Дешё пожимает плечами.
— Так было всегда. Стоит черту забрать великого монарха, как на смену ему появляются короли помельче.
— Какая ерунда, — резко возражает Фешюш-Яро, — мелкие и великие… Этому пришел конец, все люди станут равными, никто не будет помыкать ими, разум — вот кто будет властелином… Да, над каждым в отдельности и над всеми вместе будет властвовать осознанная необходимость!
Галлаи осклабился.
— Ну что ж, проповедуй этим глухим червякам, чтобы жили своим умом. Умереть можно со смеху: они начнут запрягать лошадей не спереди, а сзади воза, навешают постромки по бокам, и каждый будет тянуть в свою сторону, глупец. Разум! В очкз играть и то вернее, там не только проиграть, но и выиграть можно. Но апеллировать к тому, чем обладает разве один из ста, изволь…
Геза вдруг, спохватившись, хлопает себя по лбу: мол, черт возьми, чего ж я тут торчу, бежит в дом и возвращается с сумкой. Не успели мы глазом моргнуть, как он уже мчался по парку к батрацким лачугам. Дешё порывается было что-то крикнуть ему вслед, но передумывает. Он понимает, что не вправе запретить Гезе оказать помощь кучеру.
— Это… рискованно? — беспокойно заморгав глазами, спрашивает Фешюш-Яро. — Еще кто-нибудь увяжется за ним на нашу голову.
— Конечно, рискованно, — отвечает Дешё и уходит в дом.
К тому времени, когда пришел Геза, Галлаи приготовил лечо. Собрал вокруг винокурни паприку, помидоры — правда, их прихватило морозом, но не беда, все лучше, чем всухомятку. Надо бы помыть овощи, но лейтенант вспомнил об этом лишь тогда, когда уже накрошил их в кастрюлю. Ничего, махнул он рукой, и микробы изжарятся в расплавленном жире. Видимо, Галлаи доставляло удовольствие выполнять обязанности повара и одновременно отдавать распоряжения двум помощникам: подай то, принеси это. Он ловко нарезает кружочками колбасу, тонкими ломтиками сало, неторопливо бросает их в кастрюлю с лечо и, раздувая широкие, как у жеребца, ноздри, обещает приготовить пищу богов, от которой сам святой Петр облизал бы пальчики.

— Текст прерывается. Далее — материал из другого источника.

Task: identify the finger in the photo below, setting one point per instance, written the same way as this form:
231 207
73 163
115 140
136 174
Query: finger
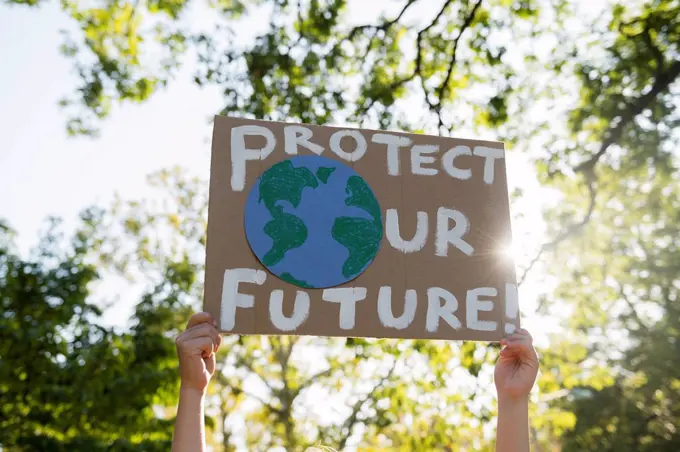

— Ужасный перелом, — говорит Геза. — Если даже срастется, я не уверен, что рот будет нормально закрываться.
Он моет руки, закуривает.
— Я сказал отцу, чтобы захватил штатскую одежду, если поедет вечером сюда. Лучше будет, если все вы расстанетесь со своей формой.
Галлаи отходит от печки.
— Что там слышно?
— Не успел я наложить кучеру повязку, как пришел участковый врач.
— Он знает, что мы здесь?
— Нет. От меня, по крайней мере, ничего не узнал. Говорит, что русские стреляют уже с этой стороны Мандорской переправы.
Дешё кивает.
— Я так и предполагал. Там усилилась перестрелка.
— Да, они переправились еще ночью. Между Мандором и Биттой немцы заставили население копать противотанковые рвы, но вряд ли им удастся перекопать всю линию фронта.

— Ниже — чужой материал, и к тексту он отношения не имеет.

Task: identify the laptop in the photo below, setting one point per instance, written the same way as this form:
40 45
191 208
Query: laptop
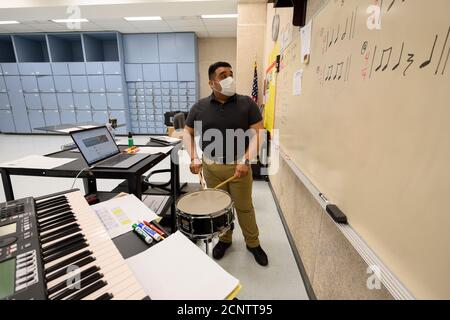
99 149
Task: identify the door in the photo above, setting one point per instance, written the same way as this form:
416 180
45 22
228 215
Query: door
100 117
52 117
94 68
111 68
151 72
81 101
4 101
76 68
46 84
68 117
65 100
133 72
33 101
29 84
49 101
79 84
6 121
96 83
10 69
60 69
84 116
98 101
62 84
116 101
113 83
121 119
168 72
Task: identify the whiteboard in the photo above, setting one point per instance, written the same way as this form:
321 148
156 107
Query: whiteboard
370 128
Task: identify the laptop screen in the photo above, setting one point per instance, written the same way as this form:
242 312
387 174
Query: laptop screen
95 144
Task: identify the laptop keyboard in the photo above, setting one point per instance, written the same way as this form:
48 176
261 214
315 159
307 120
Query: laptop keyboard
116 159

— Ну а еще? — нетерпеливо спрашивает Фешюш-Яро. — Что еще нового?
Все молчат. Дешё в раздумье расхаживает взад и вперед. Шорки снимает тряпку, которую повязал вместо фартука.

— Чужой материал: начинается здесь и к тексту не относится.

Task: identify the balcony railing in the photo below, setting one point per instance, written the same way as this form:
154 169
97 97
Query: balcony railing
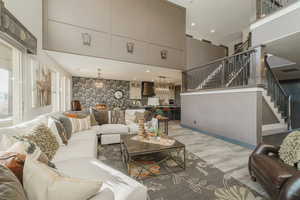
267 7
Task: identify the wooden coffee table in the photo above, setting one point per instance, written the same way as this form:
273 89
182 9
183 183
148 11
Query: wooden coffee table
133 151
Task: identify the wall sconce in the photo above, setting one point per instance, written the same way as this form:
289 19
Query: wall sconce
86 39
164 54
130 47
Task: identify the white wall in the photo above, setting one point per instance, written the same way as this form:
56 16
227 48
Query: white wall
29 12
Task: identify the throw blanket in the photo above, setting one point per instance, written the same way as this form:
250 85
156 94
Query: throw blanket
290 149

— Господин старший лейтенант, еще не поздно… Пока дорога свободна, надо попытаться…
Голос его дрожит, глаза тревожно мечутся. Как-то сразу навалился на него страх от мысли, что после стольких сражений и походов теперь надвигается плен. Этого, пожалуй, даже и его командир, старший лейтенант, не продумал до конца, в любой час может случиться такое: откроется дверь и появится первый русский солдат! Нет, ждать нельзя, нужно уходить отсюда, все равно куда, лишь бы уйти, пока круг не замкнулся. На его костлявом лице выступила испарина, еще миг, и он выскочит из винокурни.
Дешё поднимает на него глаза.
— Да, Шорки, этого не избежать, придется пережить. Если уйдешь отсюда, при первой же проверке документов тебя кокнут.
— Но ведь так тоже! Господин старший лейтенант, я всегда вам…
— Если хочешь, можешь уходить. Я не держу, во всяком случае не стану приказывать, чтобы ты остался. Поступай, как знаешь, но под свою личную ответственность.
Тарба стал зеленым, как жаба.
— Я не могу оставаться…
Мне невольно вспомнилась его коллекция. Но ведь ее нет при нем, она осталась в роте. Правда, он оставил там только лоскуты, а все те ужасы, которые связаны с ними, носит в себе.
Галлаи чертыхается.
— Вы что, мать вашу так, рассудка лишились от страха? Переоденемся в штатское, никогда-де в армии не служили, кто бы ни спрашивал, мол, моя хата с краю, ничего не знаю! Но если даже дознаются, скажем, что мы дезертиры, скрываемся от своего военного трибунала, согласно Женевской конвенции это совсем другой коленкор… господин старший лейтенант, прикажи этим баранам. Ну, конечно, русские придут сюда, и вы думаете, они рыбку будут ловить в Дунае, ждать, пока каждый здесь грязь с себя смоет?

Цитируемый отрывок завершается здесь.